Kosovo's new U.N. governor said on Wednesday he would launch "shuttle diplomacy" between Pristina and Serbia, in a bid to address the Serb minority's rejection of Kosovo's secession.
Kosovo declared independence from Serbia in February, backed by the West but opposed by Serbia and its ally Russia.
Serbia is supporting Kosovo's 120,000 remaining Serbs in their almost total boycott of the new state, deepening a de facto partition that the West said it would never allow.
Italian diplomat Lamberto Zannier, who took over as head of the U.N. mission on Friday, said he would seek to open dialogue with Belgrade as soon as a new government is installed, possibly within days.

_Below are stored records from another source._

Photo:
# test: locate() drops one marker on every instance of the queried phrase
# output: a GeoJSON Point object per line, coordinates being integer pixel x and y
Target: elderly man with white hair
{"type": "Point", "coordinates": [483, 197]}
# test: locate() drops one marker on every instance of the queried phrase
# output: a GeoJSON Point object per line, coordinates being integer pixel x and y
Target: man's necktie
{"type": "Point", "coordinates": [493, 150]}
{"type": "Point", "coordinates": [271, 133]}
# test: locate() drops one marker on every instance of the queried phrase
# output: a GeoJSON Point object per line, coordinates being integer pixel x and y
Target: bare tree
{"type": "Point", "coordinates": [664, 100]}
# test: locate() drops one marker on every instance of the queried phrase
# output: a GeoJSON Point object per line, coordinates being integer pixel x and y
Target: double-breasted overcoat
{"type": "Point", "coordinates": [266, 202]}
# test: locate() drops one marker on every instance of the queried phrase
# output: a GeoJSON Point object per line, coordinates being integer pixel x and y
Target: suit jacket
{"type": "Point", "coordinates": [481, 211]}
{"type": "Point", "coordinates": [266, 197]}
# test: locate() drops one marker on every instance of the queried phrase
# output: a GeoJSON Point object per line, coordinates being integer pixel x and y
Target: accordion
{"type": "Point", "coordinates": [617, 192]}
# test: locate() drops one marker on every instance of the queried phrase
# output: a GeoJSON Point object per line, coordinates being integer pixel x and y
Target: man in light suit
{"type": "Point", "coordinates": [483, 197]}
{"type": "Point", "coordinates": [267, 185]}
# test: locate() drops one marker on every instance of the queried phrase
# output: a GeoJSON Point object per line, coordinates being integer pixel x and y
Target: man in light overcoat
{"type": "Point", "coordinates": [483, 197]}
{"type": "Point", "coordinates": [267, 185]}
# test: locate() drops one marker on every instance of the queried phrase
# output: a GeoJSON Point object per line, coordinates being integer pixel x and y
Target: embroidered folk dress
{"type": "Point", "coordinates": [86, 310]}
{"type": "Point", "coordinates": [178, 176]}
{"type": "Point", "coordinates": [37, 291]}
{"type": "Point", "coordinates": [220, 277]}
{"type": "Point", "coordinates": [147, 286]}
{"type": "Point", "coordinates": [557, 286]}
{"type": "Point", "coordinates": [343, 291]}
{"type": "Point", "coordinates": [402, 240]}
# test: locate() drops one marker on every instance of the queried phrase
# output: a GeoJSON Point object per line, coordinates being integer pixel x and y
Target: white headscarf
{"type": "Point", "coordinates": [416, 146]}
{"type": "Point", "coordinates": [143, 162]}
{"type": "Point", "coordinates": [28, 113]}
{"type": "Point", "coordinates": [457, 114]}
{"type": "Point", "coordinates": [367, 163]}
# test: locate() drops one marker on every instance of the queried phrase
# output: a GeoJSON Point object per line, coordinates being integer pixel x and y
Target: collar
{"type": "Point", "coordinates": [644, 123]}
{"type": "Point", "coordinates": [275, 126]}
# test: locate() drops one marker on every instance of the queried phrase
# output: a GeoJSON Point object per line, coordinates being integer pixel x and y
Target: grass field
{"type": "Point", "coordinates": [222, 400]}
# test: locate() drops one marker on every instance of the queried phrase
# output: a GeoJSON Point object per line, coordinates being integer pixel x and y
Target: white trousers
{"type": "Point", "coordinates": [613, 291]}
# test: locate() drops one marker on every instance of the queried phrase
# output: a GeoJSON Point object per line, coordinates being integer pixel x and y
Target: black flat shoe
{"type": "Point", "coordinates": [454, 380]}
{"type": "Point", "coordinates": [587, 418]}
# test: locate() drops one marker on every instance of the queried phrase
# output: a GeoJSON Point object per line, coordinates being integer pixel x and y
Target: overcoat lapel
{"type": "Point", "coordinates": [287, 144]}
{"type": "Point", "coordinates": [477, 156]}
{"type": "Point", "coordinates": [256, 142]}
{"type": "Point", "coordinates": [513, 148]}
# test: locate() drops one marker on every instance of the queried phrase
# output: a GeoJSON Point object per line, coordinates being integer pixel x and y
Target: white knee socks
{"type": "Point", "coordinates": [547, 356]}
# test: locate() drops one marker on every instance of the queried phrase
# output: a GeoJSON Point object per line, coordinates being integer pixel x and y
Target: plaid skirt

Serbia is expected to get a new pro-Western government, after the Socialist Party said it would join forces with the pro-European Union Democratic Party of President Boris Tadic.
"I'm planning to make some contacts with Belgrade as soon as the political situation there is clear and we see a new government coming up," Zannier said. "The signals I'm reading is that this might happen rather soon."
"I'm happy to start playing this role of facilitator of the process of discussion, of resolving practical issues on the ground," he told a news conference.
"At least in the initial phase I will be happy to do some back and forth, to give a sense to both sides of what the feeling is, what the expectations are."
His comments were in line with proposals made this month by U.N. Secretary-General Ban Ki-moon, reflecting Belgrade's continued political and financial grip on Serb areas of Kosovo and their rejection of Kosovo's Albanian-dominated institutions.
Ban's guidelines include dialogue on issues of policing, courts, customs, transport, religious heritage and boundaries in Serb areas. Serbs are boycotting the Kosovo police and courts, and burned down customs points on the northern border with Serbia.
The north in particular, where around 50,000 Serbs live, is beyond the institutional reach of Pristina -- a de facto ethnic partition that Kosovo's 90-percent Albanian majority believes Serbia wants to deepen.
The United Nations took control of the then Serbian province in 1999, when NATO bombs drove out Serb forces to halt their ethnic cleansing and killing of Albanians in a two-year war.
It has been recognised by 43 states, including the United States and most of the EU.